A inflação ao consumidor no conjunto de países da Organização para a Cooperação e Desenvolvimento Econômico (OCDE) registrou aceleração em maio de 2026, atingindo a marca de 4,6% na comparação anual, contra os 4,4% reportados no mês de abril. De acordo com o relatório oficial divulgado pela entidade nesta segunda-feira (6), o avanço do índice cheio foi impulsionado majoritariamente pela escalada global nas tarifas e insumos energéticos. O aperto inflacionário foi disseminado geograficamente, com aceleração registrada em 16 dos países-membros, desaceleração em oito e estabilidade em outras 14 economias do bloco.
A dinâmica interna dos preços evidencia um forte descasamento entre o comportamento dos combustíveis e o abastecimento de bens de consumo básico. Enquanto a inflação de alimentos recuou 0,4 ponto percentual, situando-se em 3,6% na maioria das economias, a inflação de energia saltou de 13,2% em abril para 15,8% em maio, afetando 26 dos 37 países com dados computados. Lituânia, Canadá, Turquia e Estados Unidos figuram no topo da pressão energética, superando a marca de 20% de alta, enquanto nações como Costa Rica, Dinamarca, Islândia, Japão e Noruega conseguiram sustentar variações em terreno negativo para este componente.
O avanço dos preços da energia já contamina o setor de serviços e bens duráveis. O núcleo da inflação — indicador que expurga a volatilidade de alimentos e energia para medir a resiliência dos preços no longo prazo — avançou para 3,8%, uma elevação de 0,2 ponto percentual frente ao mês anterior.
No recorte das maiores economias do planeta (G7), o índice anualizado subiu de 3,2% para 3,5%, também sob o peso da inflação de energia do grupo, que atingiu 17%, o maior patamar verificado desde novembro de 2022:
- Vetor de Alta: O indicador cheio acelerou nos Estados Unidos, Canadá, França e Itália.
- Vetor de Baixa: A Alemanha conseguiu conter o avanço do índice após colocar em vigor um programa emergencial de subsídios diretos aos combustíveis na bomba.
- Destaque de Estabilidade: O Japão preservou a menor taxa do G7, em 1,5%, ancorado por aportes e subsídios do governo central voltados ao custeio de combustíveis e serviços públicos essenciais.
Na Zona do Euro, a inflação anual calculada pelo Índice Harmonizado de Preços ao Consumidor (HICP) avançou para 3,2% em maio (frente a 3% em abril).
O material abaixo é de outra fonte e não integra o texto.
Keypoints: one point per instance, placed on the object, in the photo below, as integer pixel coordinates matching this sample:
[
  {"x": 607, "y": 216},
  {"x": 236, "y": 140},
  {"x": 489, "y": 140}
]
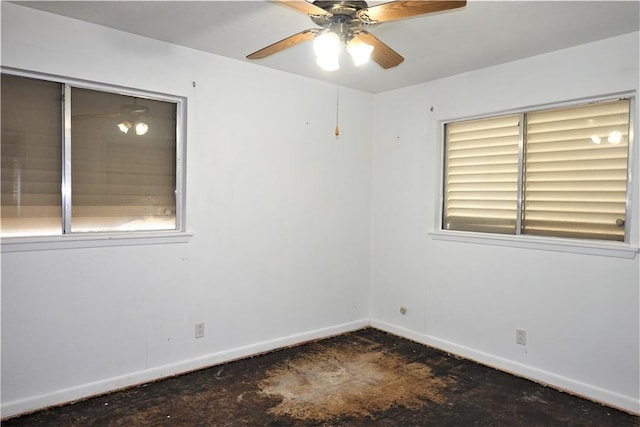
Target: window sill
[
  {"x": 95, "y": 240},
  {"x": 608, "y": 249}
]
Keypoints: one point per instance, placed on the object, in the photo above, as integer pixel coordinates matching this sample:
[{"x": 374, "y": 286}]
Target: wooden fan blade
[
  {"x": 404, "y": 9},
  {"x": 283, "y": 44},
  {"x": 382, "y": 54},
  {"x": 303, "y": 6}
]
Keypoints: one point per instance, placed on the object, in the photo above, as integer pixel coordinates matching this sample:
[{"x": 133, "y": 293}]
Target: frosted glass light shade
[{"x": 360, "y": 51}]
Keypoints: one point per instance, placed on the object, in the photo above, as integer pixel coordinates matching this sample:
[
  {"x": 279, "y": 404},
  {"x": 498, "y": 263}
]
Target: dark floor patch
[{"x": 364, "y": 378}]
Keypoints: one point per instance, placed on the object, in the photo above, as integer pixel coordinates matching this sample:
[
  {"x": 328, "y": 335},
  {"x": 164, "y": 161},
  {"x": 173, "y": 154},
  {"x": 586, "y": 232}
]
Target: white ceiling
[{"x": 481, "y": 34}]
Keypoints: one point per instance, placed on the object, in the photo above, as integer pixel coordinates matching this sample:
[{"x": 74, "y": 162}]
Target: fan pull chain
[{"x": 337, "y": 110}]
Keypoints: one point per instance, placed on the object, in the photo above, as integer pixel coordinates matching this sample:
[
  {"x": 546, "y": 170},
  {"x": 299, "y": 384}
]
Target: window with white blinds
[
  {"x": 79, "y": 160},
  {"x": 559, "y": 172}
]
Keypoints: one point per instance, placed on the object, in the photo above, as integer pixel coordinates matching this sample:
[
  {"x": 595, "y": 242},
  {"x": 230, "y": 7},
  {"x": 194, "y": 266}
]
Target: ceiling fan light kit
[{"x": 345, "y": 23}]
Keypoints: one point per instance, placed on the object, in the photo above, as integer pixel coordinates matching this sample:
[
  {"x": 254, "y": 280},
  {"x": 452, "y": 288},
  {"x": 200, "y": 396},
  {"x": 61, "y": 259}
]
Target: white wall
[
  {"x": 279, "y": 209},
  {"x": 580, "y": 311}
]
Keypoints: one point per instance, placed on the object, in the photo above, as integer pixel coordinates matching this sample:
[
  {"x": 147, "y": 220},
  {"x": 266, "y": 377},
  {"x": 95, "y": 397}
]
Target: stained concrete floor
[{"x": 363, "y": 378}]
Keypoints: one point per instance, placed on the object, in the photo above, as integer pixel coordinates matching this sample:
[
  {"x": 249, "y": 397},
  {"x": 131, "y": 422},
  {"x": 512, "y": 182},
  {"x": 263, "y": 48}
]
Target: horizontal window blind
[
  {"x": 481, "y": 179},
  {"x": 31, "y": 156},
  {"x": 121, "y": 180},
  {"x": 575, "y": 179}
]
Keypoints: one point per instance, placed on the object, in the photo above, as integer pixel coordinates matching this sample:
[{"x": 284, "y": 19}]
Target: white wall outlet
[{"x": 199, "y": 330}]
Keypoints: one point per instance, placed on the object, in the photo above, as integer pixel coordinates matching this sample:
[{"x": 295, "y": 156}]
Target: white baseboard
[
  {"x": 591, "y": 392},
  {"x": 83, "y": 391}
]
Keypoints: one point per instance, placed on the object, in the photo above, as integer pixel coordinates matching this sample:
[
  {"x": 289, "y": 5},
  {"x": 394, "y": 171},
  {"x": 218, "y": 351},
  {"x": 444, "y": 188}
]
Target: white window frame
[
  {"x": 100, "y": 239},
  {"x": 627, "y": 249}
]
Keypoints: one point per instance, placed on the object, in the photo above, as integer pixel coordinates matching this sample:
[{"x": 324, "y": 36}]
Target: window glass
[
  {"x": 123, "y": 157},
  {"x": 31, "y": 156},
  {"x": 572, "y": 164},
  {"x": 576, "y": 171},
  {"x": 113, "y": 169}
]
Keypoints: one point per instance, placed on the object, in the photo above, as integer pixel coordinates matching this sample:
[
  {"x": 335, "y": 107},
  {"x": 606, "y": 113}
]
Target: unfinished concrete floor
[{"x": 363, "y": 378}]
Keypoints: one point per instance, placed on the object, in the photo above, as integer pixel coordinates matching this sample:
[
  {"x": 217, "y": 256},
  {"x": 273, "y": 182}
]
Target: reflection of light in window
[{"x": 615, "y": 137}]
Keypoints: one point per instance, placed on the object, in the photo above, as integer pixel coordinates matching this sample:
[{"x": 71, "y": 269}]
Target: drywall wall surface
[
  {"x": 580, "y": 310},
  {"x": 278, "y": 208}
]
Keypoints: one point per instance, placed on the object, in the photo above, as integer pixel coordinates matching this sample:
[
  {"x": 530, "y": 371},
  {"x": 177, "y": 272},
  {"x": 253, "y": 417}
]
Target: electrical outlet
[{"x": 199, "y": 330}]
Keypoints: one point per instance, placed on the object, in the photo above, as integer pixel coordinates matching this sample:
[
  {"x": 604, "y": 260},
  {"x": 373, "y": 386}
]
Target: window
[
  {"x": 559, "y": 172},
  {"x": 77, "y": 160}
]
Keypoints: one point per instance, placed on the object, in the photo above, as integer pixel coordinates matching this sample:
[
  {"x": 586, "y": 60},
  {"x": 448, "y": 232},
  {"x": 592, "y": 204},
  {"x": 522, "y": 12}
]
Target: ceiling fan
[{"x": 345, "y": 22}]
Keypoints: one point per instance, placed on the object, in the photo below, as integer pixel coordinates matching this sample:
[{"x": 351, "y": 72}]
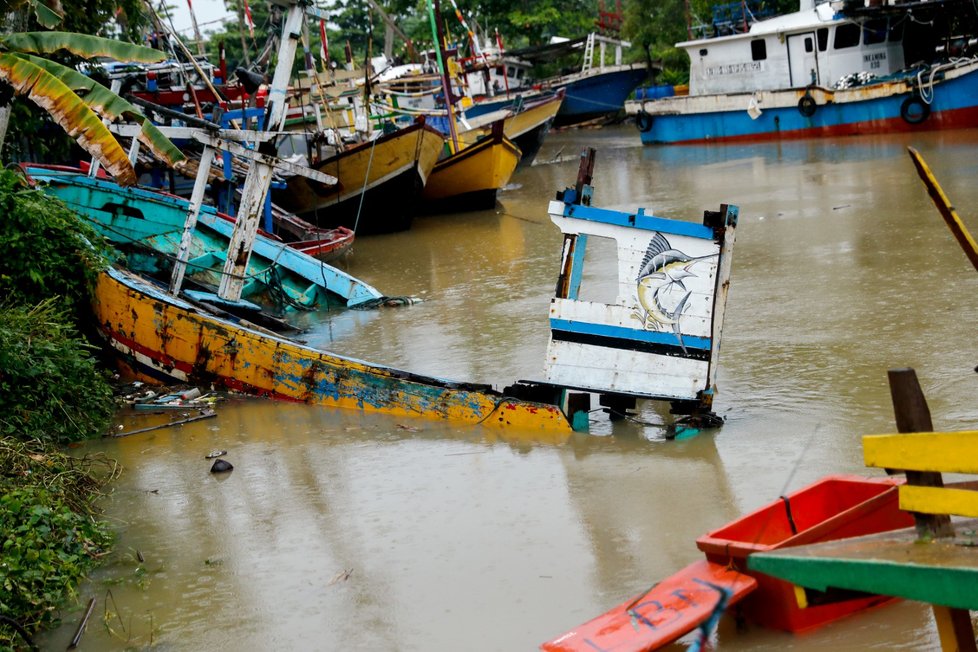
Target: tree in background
[{"x": 656, "y": 26}]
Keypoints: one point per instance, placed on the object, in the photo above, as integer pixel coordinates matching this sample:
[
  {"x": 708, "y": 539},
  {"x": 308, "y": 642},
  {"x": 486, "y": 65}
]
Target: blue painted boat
[
  {"x": 147, "y": 225},
  {"x": 597, "y": 93},
  {"x": 813, "y": 73},
  {"x": 595, "y": 90}
]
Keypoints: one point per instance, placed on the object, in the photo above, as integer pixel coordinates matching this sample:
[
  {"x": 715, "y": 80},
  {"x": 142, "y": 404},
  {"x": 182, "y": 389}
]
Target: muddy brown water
[{"x": 339, "y": 530}]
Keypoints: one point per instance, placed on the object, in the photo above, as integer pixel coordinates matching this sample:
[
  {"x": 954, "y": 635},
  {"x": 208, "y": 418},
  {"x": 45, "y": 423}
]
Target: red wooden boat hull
[
  {"x": 835, "y": 507},
  {"x": 667, "y": 611},
  {"x": 338, "y": 242}
]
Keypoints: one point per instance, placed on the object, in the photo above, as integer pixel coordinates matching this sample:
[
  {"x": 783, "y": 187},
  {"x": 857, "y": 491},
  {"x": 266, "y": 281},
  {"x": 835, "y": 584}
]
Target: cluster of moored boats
[{"x": 207, "y": 293}]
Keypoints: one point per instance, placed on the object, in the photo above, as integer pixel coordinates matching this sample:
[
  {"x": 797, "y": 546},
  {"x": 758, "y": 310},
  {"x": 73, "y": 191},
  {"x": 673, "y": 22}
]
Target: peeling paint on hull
[{"x": 165, "y": 339}]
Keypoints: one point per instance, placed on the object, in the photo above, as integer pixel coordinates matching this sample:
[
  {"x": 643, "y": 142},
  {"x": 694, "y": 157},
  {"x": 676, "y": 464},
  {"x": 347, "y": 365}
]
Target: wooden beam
[
  {"x": 939, "y": 500},
  {"x": 945, "y": 208},
  {"x": 950, "y": 452}
]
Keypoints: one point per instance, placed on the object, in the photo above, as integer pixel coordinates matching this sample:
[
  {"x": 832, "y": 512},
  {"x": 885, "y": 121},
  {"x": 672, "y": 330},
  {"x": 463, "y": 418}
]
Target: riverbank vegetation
[{"x": 52, "y": 392}]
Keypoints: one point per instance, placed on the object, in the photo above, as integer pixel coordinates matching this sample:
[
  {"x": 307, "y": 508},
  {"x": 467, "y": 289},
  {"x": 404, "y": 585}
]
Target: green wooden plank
[
  {"x": 943, "y": 571},
  {"x": 947, "y": 452}
]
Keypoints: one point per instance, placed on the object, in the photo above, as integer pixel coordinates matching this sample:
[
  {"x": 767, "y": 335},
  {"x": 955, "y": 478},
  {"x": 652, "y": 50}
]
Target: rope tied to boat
[
  {"x": 366, "y": 179},
  {"x": 387, "y": 302},
  {"x": 280, "y": 295}
]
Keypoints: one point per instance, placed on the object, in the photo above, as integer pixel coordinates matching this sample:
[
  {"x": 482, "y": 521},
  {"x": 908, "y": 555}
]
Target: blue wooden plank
[
  {"x": 638, "y": 220},
  {"x": 637, "y": 335}
]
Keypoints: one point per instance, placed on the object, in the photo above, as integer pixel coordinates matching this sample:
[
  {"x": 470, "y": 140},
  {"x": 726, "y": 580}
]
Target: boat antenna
[
  {"x": 197, "y": 36},
  {"x": 433, "y": 12}
]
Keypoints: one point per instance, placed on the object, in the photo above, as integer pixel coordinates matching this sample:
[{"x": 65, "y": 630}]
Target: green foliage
[
  {"x": 48, "y": 250},
  {"x": 48, "y": 536},
  {"x": 51, "y": 387}
]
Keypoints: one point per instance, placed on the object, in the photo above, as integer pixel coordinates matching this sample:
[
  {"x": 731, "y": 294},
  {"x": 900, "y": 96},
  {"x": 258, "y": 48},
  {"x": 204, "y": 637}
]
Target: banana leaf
[
  {"x": 70, "y": 112},
  {"x": 49, "y": 13}
]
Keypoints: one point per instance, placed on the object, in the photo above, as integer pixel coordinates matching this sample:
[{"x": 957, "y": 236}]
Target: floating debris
[
  {"x": 221, "y": 466},
  {"x": 342, "y": 576}
]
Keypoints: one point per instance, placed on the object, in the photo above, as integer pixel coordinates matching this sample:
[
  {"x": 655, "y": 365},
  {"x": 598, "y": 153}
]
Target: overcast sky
[{"x": 208, "y": 13}]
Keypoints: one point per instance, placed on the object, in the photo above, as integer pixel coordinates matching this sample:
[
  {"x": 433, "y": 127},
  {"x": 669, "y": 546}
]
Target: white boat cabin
[{"x": 813, "y": 46}]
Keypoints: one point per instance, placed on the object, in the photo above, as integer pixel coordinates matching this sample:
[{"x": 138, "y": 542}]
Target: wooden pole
[
  {"x": 945, "y": 208},
  {"x": 912, "y": 415}
]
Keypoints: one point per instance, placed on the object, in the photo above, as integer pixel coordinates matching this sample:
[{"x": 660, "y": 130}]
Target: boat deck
[{"x": 940, "y": 571}]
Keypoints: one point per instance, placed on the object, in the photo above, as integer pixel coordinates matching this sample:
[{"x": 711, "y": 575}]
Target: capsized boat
[
  {"x": 598, "y": 88},
  {"x": 835, "y": 507},
  {"x": 380, "y": 182},
  {"x": 829, "y": 69},
  {"x": 470, "y": 178},
  {"x": 147, "y": 225},
  {"x": 525, "y": 123},
  {"x": 162, "y": 338}
]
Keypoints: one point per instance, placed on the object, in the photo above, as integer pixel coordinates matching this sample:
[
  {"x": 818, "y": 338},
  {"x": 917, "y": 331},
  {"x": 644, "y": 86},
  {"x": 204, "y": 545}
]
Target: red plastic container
[{"x": 835, "y": 507}]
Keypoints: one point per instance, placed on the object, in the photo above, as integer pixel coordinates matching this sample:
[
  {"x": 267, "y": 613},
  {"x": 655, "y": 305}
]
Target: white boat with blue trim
[{"x": 834, "y": 68}]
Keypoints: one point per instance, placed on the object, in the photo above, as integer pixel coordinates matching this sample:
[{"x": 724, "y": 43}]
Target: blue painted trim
[
  {"x": 577, "y": 267},
  {"x": 619, "y": 332},
  {"x": 638, "y": 220}
]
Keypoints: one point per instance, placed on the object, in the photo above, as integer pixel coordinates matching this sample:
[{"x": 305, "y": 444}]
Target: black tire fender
[
  {"x": 644, "y": 121},
  {"x": 914, "y": 110},
  {"x": 807, "y": 105}
]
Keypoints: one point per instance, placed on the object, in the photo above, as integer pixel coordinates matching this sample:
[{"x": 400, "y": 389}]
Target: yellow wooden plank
[
  {"x": 947, "y": 452},
  {"x": 939, "y": 500}
]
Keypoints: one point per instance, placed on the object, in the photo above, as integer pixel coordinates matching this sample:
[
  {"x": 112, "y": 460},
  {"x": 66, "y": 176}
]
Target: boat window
[
  {"x": 846, "y": 36},
  {"x": 896, "y": 31},
  {"x": 822, "y": 36},
  {"x": 758, "y": 50},
  {"x": 599, "y": 277},
  {"x": 874, "y": 31}
]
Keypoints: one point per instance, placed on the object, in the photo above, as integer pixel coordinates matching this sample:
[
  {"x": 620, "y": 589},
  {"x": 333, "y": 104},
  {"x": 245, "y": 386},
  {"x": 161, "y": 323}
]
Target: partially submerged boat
[
  {"x": 148, "y": 225},
  {"x": 597, "y": 88},
  {"x": 470, "y": 178},
  {"x": 830, "y": 69},
  {"x": 835, "y": 507}
]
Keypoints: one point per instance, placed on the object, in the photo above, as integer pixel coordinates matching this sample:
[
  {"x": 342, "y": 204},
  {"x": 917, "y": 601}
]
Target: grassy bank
[{"x": 52, "y": 392}]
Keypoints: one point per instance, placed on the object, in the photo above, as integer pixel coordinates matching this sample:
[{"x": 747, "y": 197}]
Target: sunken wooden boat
[
  {"x": 469, "y": 179},
  {"x": 162, "y": 338},
  {"x": 833, "y": 508},
  {"x": 148, "y": 225},
  {"x": 526, "y": 124},
  {"x": 380, "y": 183}
]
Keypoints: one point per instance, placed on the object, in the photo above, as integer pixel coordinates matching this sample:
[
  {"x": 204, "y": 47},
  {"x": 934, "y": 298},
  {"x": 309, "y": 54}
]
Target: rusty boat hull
[
  {"x": 161, "y": 338},
  {"x": 950, "y": 101}
]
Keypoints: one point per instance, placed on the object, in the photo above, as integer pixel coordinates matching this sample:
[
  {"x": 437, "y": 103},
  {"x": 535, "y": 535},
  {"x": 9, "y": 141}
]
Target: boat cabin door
[{"x": 803, "y": 59}]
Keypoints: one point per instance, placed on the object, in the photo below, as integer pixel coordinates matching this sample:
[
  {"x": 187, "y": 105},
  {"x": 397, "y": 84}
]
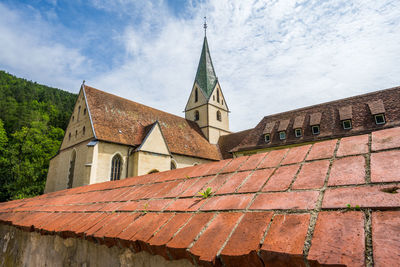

Contudo, a autoridade estatística da região traz sinais de alívio para o fechamento do trimestre: a prévia divulgada pela Eurostat sinaliza uma desaceleração do HICP para 2,8% em junho, refletindo o arrefecimento tanto dos contratos de energia quanto do próprio núcleo inflacionário.
No espectro das nações em desenvolvimento e principais mercados emergentes do G20, a trajetória inflacionária seguiu o viés altista global, com a taxa consolidada avançando de 4,3% para 4,5% em maio. Além do Brasil, registraram aceleração em suas leituras domésticas países de peso econômico regional como Argentina, Índia, Indonésia e África do Sul, impondo novos desafios para a condução das políticas monetárias e de juros por parte de seus respectivos bancos centrais.